Kein ewiges Widerrufsrecht bei Fernabsatzverträgen – EuGH

Der EuGH hat am 11. September 2019 in einem Vorabentscheidungsverfahren (C-143/18) entschieden, dass es – anders als nach ständiger Rechtsprechung des BGH - kein “ewiges Widerrufsrecht” bei Fernabsatzverträgen gibt, die in den Anwendungsbereich der Richtlinie über den Fernabsatz von Finanzdienstleistungen an Verbraucher (2002/65/EG) fallen.

Dem Verfahren lag eine Klage vor dem LG Bonn zugrunde.
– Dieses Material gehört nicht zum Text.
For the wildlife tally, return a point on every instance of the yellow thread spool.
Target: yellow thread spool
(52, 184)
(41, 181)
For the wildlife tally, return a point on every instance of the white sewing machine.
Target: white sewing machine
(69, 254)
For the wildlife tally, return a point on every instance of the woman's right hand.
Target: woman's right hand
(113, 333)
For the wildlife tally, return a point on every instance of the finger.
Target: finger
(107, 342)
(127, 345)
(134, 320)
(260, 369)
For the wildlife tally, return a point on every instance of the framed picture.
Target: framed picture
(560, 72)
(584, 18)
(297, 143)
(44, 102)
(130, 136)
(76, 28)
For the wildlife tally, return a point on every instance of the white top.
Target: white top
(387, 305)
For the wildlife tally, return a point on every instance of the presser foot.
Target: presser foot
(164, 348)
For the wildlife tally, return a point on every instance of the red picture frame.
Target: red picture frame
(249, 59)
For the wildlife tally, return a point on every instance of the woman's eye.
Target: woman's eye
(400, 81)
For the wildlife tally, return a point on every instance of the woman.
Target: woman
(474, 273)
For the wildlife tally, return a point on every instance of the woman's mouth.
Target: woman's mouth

Ein Ehepaar hatte mit der DSL Bank einen Darlehensvertrag zur Finanzierung einer Immobilie außerhalb der Geschäftsräume der Bank geschlossen. Nach fast neun Jahren widerriefen sie den Vertrag wegen einer fehlerhaften Begründung. Die Bank verweigerte dies mit der Begründung, dass nach der EU-Verbraucherschutzrichtlinie das Widerrufsrecht erlösche, sobald der Vertrag auf ausdrücklichen Wunsch des Verbrauchers von beiden Seiten voll erfüllt wurde. Der im Verfahren herangezogene § 312d Abs. 3 Nr. 1 BGB, der die Richtlinie umsetzt, ist nach Ansicht des BGH nicht auf im Fernabsatz geschlossene Verbraucherdarlehensverträge anwendbar, so dass nach ständiger Rechtsprechung des BGH ein ewiges Widerrufsrecht besteht, sobald ein Unternehmer nicht ordnungsgemäß über Widerrufsrechte bei Fernabsatzverträgen unterrichtet hat. Der EuGH verneint im Ergebnis ein Widerrufsrecht im vorliegenden Fall. Auch im Fernabsatz erlösche ein Widerrufsrecht, wenn der Vertrag auf ausdrücklichen Wunsch des Verbrauchers voll erfüllt wird. Eine gefestigte nationale Rechtsprechung sei erforderlichenfalls abzuändern, wenn sie auf einer mit EU-Recht nicht vereinbaren Auslegung des nationalen Rechts beruhe.